Thank you. I think we better wrap up the Q&A at this point. Anyone who has submitted a question that we didn't get to thank you for submitting it. We will follow up with you in the next few days here directly. Aaron, are there any final comments you'd like to share?

AARON HALFACRE:

Really sort of want to hone in on being grateful for people's patience. No one likes to be impacted by extraneous events. No one, myself included, liked the impact that we had last year from COVID-19. We've been working very hard, very diligently to get the portfolio, not only just healthy, but poised for even more growth. And that just takes time. And I appreciate those investors who have been patient who have been kind, who took a wait and see approach and then started to make more investments.
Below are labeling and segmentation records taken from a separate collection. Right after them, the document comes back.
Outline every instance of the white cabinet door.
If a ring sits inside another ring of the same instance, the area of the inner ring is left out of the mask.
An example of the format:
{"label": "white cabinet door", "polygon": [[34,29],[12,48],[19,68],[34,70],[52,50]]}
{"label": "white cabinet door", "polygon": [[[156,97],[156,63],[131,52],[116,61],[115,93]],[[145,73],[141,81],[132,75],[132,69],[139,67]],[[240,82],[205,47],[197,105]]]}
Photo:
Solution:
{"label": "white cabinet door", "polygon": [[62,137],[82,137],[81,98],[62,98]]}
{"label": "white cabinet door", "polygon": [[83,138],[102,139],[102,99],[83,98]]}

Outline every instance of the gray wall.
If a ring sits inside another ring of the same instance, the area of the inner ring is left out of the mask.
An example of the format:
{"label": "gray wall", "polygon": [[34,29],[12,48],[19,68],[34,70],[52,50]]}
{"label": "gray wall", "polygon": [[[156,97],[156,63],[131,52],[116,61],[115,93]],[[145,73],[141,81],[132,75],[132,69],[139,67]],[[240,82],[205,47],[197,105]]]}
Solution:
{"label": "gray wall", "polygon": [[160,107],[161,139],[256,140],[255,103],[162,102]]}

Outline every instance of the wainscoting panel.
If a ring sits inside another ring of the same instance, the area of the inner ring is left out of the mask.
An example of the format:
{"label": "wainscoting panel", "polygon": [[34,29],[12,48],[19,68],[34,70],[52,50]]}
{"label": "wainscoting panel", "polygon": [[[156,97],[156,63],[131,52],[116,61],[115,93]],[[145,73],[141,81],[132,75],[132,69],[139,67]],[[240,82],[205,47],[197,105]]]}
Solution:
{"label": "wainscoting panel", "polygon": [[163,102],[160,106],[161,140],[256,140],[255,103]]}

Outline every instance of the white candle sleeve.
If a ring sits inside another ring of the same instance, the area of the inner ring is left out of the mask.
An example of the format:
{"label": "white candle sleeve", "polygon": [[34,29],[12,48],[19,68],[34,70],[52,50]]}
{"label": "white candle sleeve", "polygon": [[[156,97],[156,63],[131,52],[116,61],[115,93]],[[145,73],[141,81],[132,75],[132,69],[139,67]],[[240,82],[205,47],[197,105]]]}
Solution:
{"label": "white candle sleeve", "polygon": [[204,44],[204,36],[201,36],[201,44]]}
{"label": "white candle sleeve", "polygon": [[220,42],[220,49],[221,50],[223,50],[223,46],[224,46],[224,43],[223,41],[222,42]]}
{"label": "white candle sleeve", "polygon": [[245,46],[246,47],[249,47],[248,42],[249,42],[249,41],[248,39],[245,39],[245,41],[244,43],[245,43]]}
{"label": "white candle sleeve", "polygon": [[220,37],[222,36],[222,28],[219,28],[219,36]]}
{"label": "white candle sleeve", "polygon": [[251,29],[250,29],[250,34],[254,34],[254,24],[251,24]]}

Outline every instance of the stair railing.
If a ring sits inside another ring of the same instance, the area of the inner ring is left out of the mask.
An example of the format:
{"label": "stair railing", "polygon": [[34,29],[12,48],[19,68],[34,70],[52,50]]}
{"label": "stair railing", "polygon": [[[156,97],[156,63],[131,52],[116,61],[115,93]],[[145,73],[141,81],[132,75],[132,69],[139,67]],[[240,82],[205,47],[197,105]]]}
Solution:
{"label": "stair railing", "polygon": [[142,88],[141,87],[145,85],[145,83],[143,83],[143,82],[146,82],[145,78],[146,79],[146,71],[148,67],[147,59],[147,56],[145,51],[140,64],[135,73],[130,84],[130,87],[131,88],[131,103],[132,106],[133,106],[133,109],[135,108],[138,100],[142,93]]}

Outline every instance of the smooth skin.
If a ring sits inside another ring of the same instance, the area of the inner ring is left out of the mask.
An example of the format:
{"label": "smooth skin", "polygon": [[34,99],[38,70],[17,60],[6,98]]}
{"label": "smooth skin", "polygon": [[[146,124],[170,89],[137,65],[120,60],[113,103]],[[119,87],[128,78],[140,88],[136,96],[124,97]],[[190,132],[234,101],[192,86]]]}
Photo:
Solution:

Now I obviously understand those investors who have been upset, who have been foul mouthed and who have said nasty things at times. I understand that it's your money. We appreciate that fact. You don't want the loss. I don't want a loss. I don't view these losses as being permanent. I think we have a good road ahead of us and, but it is going to require more patience and hopefully some enthusiasm by investors too. So thank you all very much. And looking forward to the next earnings call and any other announcements we make before then.



SARAH MAYO:

Thank you, Aaron. The earnings call has now concluded. Thank you for participating. A recorded copy of this call will be made available on our website at www.modiv.com. You may now disconnect.